O arrojado folk que lhe é caraterístico regressa logo com “Hangout at the Gallows”, mais uma daquelas que promete perdurar no ouvido por algum tempo. As perguntas aos céus do quê e porquê das coisas, do bem e do mal, de si e da sua vida. A sua denominação de God’s Favorite Customer apresenta todo este olhar para cima, de questionar a sua conduta, o seu pensamento e aquilo que acontece consigo e com todos aqueles que vivem na sua órbita, na pluralidade do planeta Terra. O artista continua a abrir-se a nós com “Mr. Tillman”, para lá das personalidades exuberantes nas quais se impõe nos palcos. Num discurso de si para si, a sua felicidade está nas nuvens, acima do que a sua mente pula e pulula, entre os seus hobbies e os seus quotidianos atribulados. O registo intimista sobe de tom em “Just Dumb Enough to Try”, em que as relações humanas voltam a sair da pele e do coração do artista, que se deixa corroer pela dor em vez de a tentar superar. Uma das faixas mais densas e emocionantes, que nos coloca no seu lugar, a sentir as suas turbulências e a apiedarmo-nos dos seus dissabores.

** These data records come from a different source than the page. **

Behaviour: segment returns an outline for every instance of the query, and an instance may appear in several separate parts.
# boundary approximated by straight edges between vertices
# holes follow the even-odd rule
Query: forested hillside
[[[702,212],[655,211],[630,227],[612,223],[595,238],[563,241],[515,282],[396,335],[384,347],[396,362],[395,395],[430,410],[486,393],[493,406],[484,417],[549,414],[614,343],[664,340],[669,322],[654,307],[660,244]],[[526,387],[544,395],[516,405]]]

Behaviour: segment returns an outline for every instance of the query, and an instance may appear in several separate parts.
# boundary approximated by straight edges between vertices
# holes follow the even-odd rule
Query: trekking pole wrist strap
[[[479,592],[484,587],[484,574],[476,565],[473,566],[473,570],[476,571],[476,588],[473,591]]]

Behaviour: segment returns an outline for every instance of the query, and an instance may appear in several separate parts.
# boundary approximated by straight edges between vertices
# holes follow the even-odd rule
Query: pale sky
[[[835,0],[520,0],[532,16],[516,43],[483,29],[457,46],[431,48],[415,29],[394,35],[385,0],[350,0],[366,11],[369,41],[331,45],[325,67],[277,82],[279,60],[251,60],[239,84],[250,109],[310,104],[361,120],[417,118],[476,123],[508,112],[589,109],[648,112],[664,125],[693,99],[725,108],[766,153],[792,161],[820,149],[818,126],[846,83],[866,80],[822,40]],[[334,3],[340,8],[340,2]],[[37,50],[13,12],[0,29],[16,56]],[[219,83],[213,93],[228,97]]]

“Date Night”, com um ritmo mais animado e mexido, convida a que a sua personalidade, vincada e destacada, seja motivo de conquista, apresentando-se como algo mais acalentador e otimista pela sua diferenciação. No entanto, “Please Don’t Die” desnuda o desespero que a interlocutora da canção, sem voz ativa, planta na personalidade artística e pessoal do músico, descoordenado com essa omissão. Desse amor perdido pelo decurso do álbum, “The Palace” continua construído e sustentado, resultado do amor sincero e sentido que o deixa seguro na sua estrutura. É esse vínculo que o segura à vida, que é ocupado por um vulto que a memória não deixa que seja esquecido.
O amor continua a viver e a presenciar-se como uma pedra preciosa em “Disappointing Diamonds Are the Rarest of Them All” com o fervor instrumental e vocal que se lhe merece. Mesmo que conformado com os limites da vivência, o amor continua a ser o fim último da vida de Father John Misty, vida essa que é elevada às questões com Deus em “God’s Favorite Customer”, das mais emotivas e tocantes de todo o seu repertório desde que assumiu a sua nova personalidade artística. Deixou de ser o cliente favorito de Deus e voltou-se para uma espécie de súplica de companhia, que o alguém por quem tanto suspira surja e o acompanhe nas dissidências interiores declaradas na própria música. A despedida desse amor formaliza-se em “The Songwriter”, em que o “songwriter” é o próprio cantor, consternado, mas sem deixar de a interrogar sobre como seria ela no seu lugar, no de compositora da sua ligação afetiva. O final do álbum é tomado por “We’re Only People (And There’s Not Much Anyone Can Do About That)”, em que todos nós nos resumimos à condição de pessoas, não havendo muito que possamos fazer por isso. Somos seres de viver, de sentir, de apaixonar, de encantar, de deslumbrar, mas também de sofrer, de doer, de desiludir, de desacreditar, em que as amizades permanecem como os vínculos que nos suportam.
God’s Favorite Customer é mais um tratado de vida sobre a vida, da autoria sublime de Father John Misty. As questões filosóficas que orbitam em torno do amor e dos seus passos subsequentes não se remetem às normais desolações, mas às suas profundezas. Por mais impiedoso que se torne o amor com o cantor, aquilo que nos une é mais do que o que nos separa, numa articulação que perdura, por mais perdido que nos aparente. O encontro vai-se marcando entre nós, ele e Deus sempre que a música corresponde à tradução do que se vive e do que se sente. É por estas e por outras razões que vamos estimando, como muito, muito poucos, o terno sofrimento do fraterno Father John Misty, um dos semblantes do momento.